Para alcançar o socialismo e consolidá-lo, é preciso necessariamente, portanto, um meio que não possa ser, ele também, uma fonte de exploração e dominação, e que conduza a uma organização capaz de corresponder o máximo possível aos interesses e as preferências, variadas e mutáveis, dos diversos indivíduos e grupos humanos. Tal meio não pode ser a ditadura (monarquia, cesarismo etc.) visto que ela substitui a vontade e a inteligência de todos pela vontade e pela inteligência de um único ou de alguns indivíduos; tende a impor a necessidade de uma força armada para coagir os recalcitrantes à obediência; faz surgir os interesses antagônicos entre a massa e aqueles que estão próximos do poder, e resulta no triunfo da revolta ou na consolidação de uma classe de governantes que, evidentemente, torna-se também uma classe de proprietários. O parlamentarismo (democracia, república) também não aparece como um meio válido, levando em conta que também substitui à vontade de todos a vontade de alguns indivíduos; se, de um lado, deixa um pouco mais de liberdade do que a ditadura, por outro lado, as ilusões que ele cria são maiores; e, em nome de um interesse coletivo puramente fictício, pisoteia todos os interesses reais e vai de encontro à vontade de cada um, assim como à vontade de todos, através das eleições e dos votos.
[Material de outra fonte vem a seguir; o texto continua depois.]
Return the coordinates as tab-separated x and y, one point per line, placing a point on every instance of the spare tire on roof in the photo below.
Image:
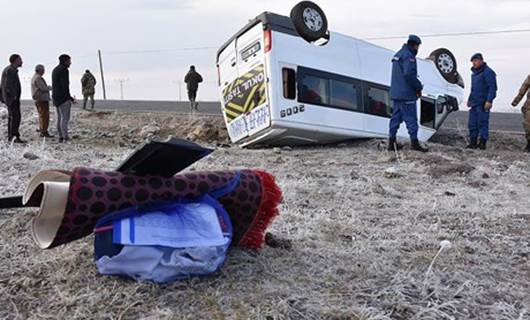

Resta a organização livre, de baixo para cima, do
simples ao complexo, na base do livre acordo e da federação das associações de
produção e consumo, isto é, a anarquia.
E este é o meio que preferimos.
Para nós, portanto, socialismo e anarquia são
termos que não são nem opostos nem equivalentes, mas estreitamente ligados um
ao outro, como o é o fim ao meio que lhe corresponde necessariamente; como o é
fundo à forma na qual ele encarna-se.
O socialismo sem a anarquia, ou seja, o socialismo
de Estado, parece-nos impossível, pois seria destruído por este mesmo órgão que
deveria mantê-lo: o Estado.
A anarquia sem o socialismo parece-nos igualmente
impossível, pois ela só poderia ser, neste caso, a dominação dos mais fortes e
resultaria rapidamente, por consequência, na organização e na consolidação
desta dominação – ou seja, no estabelecimento de um governo.
* O trecho foi transcrito a partir da obra Anarquistas, Socialistas e Comunistas, que trata-se de uma compilação de textos de Malatesta publicada pelo grupo anarquista Primer Mai, Annecy (França), traduzida por Plínio Augusto Coêlho.